Group A Streptococcus (GAS) and other bacterial pathogens are known to interact with integrins as an initial step in a complex pathway of bacterial ingestion by host cells. Efficient GAS invasion depends on the interaction of bound fibronectin (Fn)with integrins and activation of integrin signaling. TGF-beta 1 regulates expression of integrins, Fn, and other extracellular matrix proteins, and positively controls the integrin signaling pathway. Therefore, we postulated that TGF-beta 1 levels could influence streptococcal invasion of mammalian cells.
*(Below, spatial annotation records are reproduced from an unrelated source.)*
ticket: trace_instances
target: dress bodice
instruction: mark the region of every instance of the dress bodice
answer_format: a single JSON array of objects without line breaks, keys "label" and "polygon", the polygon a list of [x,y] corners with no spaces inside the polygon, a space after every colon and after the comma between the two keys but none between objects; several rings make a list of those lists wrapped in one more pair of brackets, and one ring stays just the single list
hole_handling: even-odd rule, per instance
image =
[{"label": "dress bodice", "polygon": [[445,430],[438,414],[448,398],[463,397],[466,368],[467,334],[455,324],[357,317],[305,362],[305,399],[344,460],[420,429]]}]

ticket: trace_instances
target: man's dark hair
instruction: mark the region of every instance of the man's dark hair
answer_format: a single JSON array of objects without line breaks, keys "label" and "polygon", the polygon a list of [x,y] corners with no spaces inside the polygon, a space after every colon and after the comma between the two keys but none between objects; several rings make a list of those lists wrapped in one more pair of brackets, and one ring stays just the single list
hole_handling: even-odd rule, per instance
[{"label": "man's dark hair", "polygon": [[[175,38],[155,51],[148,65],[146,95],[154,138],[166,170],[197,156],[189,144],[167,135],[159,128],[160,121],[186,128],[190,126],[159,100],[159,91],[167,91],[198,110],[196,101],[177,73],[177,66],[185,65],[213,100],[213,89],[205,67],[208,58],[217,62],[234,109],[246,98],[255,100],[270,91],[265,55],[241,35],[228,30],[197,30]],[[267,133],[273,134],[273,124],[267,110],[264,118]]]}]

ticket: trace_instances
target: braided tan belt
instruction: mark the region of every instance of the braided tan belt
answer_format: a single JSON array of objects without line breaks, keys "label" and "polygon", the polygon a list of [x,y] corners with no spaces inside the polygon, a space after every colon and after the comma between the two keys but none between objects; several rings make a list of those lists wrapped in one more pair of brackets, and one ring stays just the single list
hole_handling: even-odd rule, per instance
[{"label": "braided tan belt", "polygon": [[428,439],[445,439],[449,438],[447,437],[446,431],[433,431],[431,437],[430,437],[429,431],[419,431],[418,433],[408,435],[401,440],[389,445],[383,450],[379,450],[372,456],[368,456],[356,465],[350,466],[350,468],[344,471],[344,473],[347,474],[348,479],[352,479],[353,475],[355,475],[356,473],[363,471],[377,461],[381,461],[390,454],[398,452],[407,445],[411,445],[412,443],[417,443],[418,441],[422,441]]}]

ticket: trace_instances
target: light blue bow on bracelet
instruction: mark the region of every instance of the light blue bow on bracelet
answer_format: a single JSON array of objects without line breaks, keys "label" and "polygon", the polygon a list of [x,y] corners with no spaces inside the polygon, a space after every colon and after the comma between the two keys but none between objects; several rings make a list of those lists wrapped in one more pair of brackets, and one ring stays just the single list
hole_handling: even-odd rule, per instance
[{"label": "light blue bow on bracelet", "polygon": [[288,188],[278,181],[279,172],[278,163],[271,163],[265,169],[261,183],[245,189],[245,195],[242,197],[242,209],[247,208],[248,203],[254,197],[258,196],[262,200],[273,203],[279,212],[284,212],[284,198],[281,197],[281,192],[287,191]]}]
Pretreatment of HEp-2 cells with TGF-beta 1 increased their capacity to ingest GAS when the bacteria expressed fibronectin-binding proteins (M1 or PrtF1). Western blots revealed significant induction of alpha 5 integrin and Fn expression by HEp-2 cells in response to TGF-beta 1. Increased ingestion of streptococci by these cells was blocked by a specific inhibitor of the TGF-beta 1 receptor I and antibodies directed against a5 integrin and Fn, indicating that increased invasion depends on TGF-beta 1 up-regulation of both the a5 integrin and Fn. The capacity of TGF-beta 1 to up-regulate integrin expression and intracellular invasion by GAS was reproduced in primary human tonsil fibroblasts, which could be a source of TGF-beta 1 in chronically infected tonsils. The relationship between TGF-beta 1 and GAS invasion was strengthened by the observation that TGF-beta 1 production was stimulated in GAS-infected primary human tonsil fibroblasts. These findings suggest a mechanism by which GAS induce a cascade of changes in mammalian tissue leading to elevated expression of the alpha 5 beta 1 receptor, enhanced invasion, and increased opportunity for survival and persistence in their human host.